Is compromise always bad? Well, no. And let me explain. I have for several years explained this principle as a pastor/interim/consultant to local churches by saying that if it was time to change the siding on the church and the church body was convinced that changing the siding to neon pink so that we were “that church” and “everybody knew” where we were and to come on in, I would certainly voice my disagreement… but if the church body still chose that, I would not leave them over such a decision. My resignation would not come in a fit of petty anger. It would be a compromise that I may not like but it is not a matter of Biblical importance.
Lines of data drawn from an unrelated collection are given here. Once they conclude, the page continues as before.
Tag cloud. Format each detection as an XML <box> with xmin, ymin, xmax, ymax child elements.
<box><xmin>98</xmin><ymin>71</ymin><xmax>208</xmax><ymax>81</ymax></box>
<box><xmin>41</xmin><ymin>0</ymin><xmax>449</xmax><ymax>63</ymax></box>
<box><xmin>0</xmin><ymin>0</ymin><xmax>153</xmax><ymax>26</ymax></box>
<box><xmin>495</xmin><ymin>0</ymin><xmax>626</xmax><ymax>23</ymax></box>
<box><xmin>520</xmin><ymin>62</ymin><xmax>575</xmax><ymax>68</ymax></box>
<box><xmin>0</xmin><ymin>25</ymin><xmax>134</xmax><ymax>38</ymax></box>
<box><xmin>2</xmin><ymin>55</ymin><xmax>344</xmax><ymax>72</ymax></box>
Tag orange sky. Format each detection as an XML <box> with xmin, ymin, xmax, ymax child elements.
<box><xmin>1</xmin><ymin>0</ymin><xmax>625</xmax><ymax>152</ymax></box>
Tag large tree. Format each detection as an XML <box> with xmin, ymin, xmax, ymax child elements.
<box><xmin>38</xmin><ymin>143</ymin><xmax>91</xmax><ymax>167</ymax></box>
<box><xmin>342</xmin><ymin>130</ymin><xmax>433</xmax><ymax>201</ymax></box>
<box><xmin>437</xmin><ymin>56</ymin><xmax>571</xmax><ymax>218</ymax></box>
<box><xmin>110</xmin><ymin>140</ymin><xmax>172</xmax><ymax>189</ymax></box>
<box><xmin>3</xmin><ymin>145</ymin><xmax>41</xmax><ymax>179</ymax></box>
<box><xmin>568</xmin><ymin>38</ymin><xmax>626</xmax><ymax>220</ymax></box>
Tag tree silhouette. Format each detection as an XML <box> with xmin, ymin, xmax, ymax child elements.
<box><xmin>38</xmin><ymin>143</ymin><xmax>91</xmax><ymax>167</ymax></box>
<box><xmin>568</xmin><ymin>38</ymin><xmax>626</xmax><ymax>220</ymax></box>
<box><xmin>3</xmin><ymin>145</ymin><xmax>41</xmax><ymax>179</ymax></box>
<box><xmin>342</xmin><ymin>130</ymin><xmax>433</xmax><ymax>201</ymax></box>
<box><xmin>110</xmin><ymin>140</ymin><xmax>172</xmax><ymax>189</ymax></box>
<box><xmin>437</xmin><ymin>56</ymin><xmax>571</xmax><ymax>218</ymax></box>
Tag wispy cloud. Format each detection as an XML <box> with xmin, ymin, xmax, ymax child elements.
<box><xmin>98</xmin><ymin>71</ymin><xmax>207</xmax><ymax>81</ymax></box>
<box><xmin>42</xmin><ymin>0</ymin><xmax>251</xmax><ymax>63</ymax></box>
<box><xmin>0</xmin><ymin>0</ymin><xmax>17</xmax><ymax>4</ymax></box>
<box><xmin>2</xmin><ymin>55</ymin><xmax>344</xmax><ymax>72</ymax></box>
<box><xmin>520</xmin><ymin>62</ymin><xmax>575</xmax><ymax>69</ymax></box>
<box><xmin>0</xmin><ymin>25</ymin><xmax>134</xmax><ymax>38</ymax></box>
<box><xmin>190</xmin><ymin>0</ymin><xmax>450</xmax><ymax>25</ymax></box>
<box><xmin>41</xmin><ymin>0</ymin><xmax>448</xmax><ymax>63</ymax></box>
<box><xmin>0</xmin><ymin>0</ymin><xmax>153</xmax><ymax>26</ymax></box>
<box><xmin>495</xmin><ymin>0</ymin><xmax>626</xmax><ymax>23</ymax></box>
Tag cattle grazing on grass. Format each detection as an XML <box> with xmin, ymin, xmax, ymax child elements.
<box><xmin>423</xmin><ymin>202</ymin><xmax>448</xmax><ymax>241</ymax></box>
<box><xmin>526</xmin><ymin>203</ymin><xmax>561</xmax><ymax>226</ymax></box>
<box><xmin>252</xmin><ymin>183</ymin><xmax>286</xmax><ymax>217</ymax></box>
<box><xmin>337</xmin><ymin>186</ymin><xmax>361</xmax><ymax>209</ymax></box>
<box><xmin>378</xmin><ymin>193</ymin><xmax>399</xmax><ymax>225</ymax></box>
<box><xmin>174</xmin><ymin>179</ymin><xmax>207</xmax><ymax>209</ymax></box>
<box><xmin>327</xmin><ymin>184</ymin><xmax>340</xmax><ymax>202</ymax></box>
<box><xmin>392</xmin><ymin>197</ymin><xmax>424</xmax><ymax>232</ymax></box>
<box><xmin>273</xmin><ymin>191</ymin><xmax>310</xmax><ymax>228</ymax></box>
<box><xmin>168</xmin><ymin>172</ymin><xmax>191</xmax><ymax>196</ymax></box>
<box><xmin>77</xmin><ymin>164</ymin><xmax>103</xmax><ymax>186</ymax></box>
And if we really care about others, we are willing to talk things out and sometimes make a compromise that we may not completely prefer.
The same thing is true in marriage for those of you who are married or who will one day pursue marriage, let’s say the day comes to put new carpet in your house and let’s use the idea of plush Pink, carpet this time, again. I would certainly say I don’t think that’s the best idea, but do you break off a relationship or get angry in your marriage because you’re not agreed on that? No, you defer to and compromise for the other person if it is something that is very important to them. Your home is where your spouse is, not what the building you live at looks like. Most likely in both of these examples, if you approach things with the heart that I described you two will probably come to a different conclusion anyway, maybe you go with a neutral beige or brown….recognize what matters and what doesn’t as you wrestle with matters that are neutral. Stand on biblical truth, but have Grace on matters of preference. And in all things practice the love of Christ. The Gospel applies to everything. Not just one or two “Gospel issues” like our culture, and often Western churches, tell us today.
“Do not be overcome by evil, but overcome evil with good.”